Lucia hörte eine Kirchenglocke läuten und blickte durchs offene Stadttor hinaus. Auf einem Hügel weit vor der Stadt erhob sich ein Kloster. Sie stand da und starrte es an.

»Weshalb sind Sie zu uns gekommen, meine Tochter?« fragte Ehrwürdige Mutter Betina mit leiser Stimme.

»Ich bin auf der Suche nach einem Zufluchtsort.« »Und Sie haben beschlossen, sich zu Gott zu flüchten?«

Genau! »Ja.« Lucia begann zu improvisieren. »Danach habe ich mich schon immer gesehnt - nach einem Leben im Frieden des Herrn.«

»In unserer Seele finden wir alles, was wir uns nur wünschen können, nicht wahr, meine Tochter?«

Mein Gott, sie fällt tatsächlich drauf rein, dachte Lucia zufrieden.

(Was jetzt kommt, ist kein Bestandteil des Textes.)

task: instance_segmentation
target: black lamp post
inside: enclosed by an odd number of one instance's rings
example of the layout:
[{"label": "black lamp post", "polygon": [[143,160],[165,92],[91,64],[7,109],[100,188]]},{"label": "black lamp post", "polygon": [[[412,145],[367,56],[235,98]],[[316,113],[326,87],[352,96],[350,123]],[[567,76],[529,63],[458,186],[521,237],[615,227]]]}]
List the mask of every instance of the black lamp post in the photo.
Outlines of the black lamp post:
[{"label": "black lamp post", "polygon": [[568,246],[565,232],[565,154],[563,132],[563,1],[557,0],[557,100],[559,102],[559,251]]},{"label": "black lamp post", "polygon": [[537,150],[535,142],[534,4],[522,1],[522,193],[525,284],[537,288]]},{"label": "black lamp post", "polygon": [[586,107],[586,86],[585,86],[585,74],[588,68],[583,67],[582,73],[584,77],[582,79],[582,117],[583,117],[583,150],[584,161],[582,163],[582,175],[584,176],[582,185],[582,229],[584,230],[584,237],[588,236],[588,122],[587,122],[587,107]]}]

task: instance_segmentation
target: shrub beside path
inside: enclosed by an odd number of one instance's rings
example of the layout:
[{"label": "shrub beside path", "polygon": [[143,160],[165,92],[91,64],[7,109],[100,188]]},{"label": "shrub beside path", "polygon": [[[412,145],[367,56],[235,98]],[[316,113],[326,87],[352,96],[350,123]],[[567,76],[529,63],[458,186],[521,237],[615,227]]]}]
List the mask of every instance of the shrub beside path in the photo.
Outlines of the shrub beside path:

»Sie müssen wissen, dass der Zisterzienserorden der allerstrengste ist, mein Kind«, fuhr die Ehrwürdige Mutter fort. »Wir sind völlig von der Außenwelt isoliert.«

Ihre Worte waren Musik in Lucias Ohren.

»Wer im Schütze dieser Mauern lebt, hat gelobt, sie nie mehr zu verlassen.«

»Ich will sie nie verlassen«, versicherte Lucia ihr. Zumindest in den nächsten Monaten nicht.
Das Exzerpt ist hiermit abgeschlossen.